Die Herzdame war im Garten und brachte von dort eine erste Tulpe mit, klein und noch geschlossen, aber immerhin.

Am Nachmittag steht ein junger Mann, ein Vater vermutlich, auf dem Spielplatz, er gibt einer Schaukel Schwung. Es ist ein etwas seltsames Bild, denn auf der Schaukel sitzt kein Kind. Er macht das aber ernsthaft und auch länger, nicht nur zwei, dreimal, sondern ganz so, wie man es eben macht, wenn ein Kind auf der Schaukel sitzt. Nur ist da eben keines.

Ein paar Meter weiter steht eine Frau, vielleicht ihm zugehörig, neben ihr ein krabbelndes Kleinkind im kalten Sand, vielleicht ihr gemeinsamer Nachwuchs. Die drei reden nicht miteinander, die sind da nur.

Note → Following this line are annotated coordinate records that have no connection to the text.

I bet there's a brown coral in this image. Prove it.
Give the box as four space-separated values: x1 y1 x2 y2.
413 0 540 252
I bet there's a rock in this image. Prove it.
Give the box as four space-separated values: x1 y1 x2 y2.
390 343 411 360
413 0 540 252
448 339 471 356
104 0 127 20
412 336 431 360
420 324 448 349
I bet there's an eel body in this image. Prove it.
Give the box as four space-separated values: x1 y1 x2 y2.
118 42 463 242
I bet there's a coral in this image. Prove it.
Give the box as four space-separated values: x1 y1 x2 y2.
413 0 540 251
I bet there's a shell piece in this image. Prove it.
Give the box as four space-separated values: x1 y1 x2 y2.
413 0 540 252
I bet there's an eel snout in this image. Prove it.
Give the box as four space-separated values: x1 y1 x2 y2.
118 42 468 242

In einer ausgedachten Geschichte würde man sicher zu einer Erklärung für dieses Leerschaukeln kommen, und die Erklärung wäre vielleicht lustig, vielleicht aber auch nicht. In einem Film wäre es, das kann ich mir gut vorstellen, sogar eine wichtige Einstellung, die irgendetwas verdeutlicht, er vor der unbesetzten Schaukel, immer wieder Schwung gebend, vollkommen sinnlosen Schwung. Eine Schlüsselschwungszene.

Sein ernster Blick, seine Ausdauer. Ich weiß nicht, was ich da sehe, aber es ist das Bild zum Dienstag.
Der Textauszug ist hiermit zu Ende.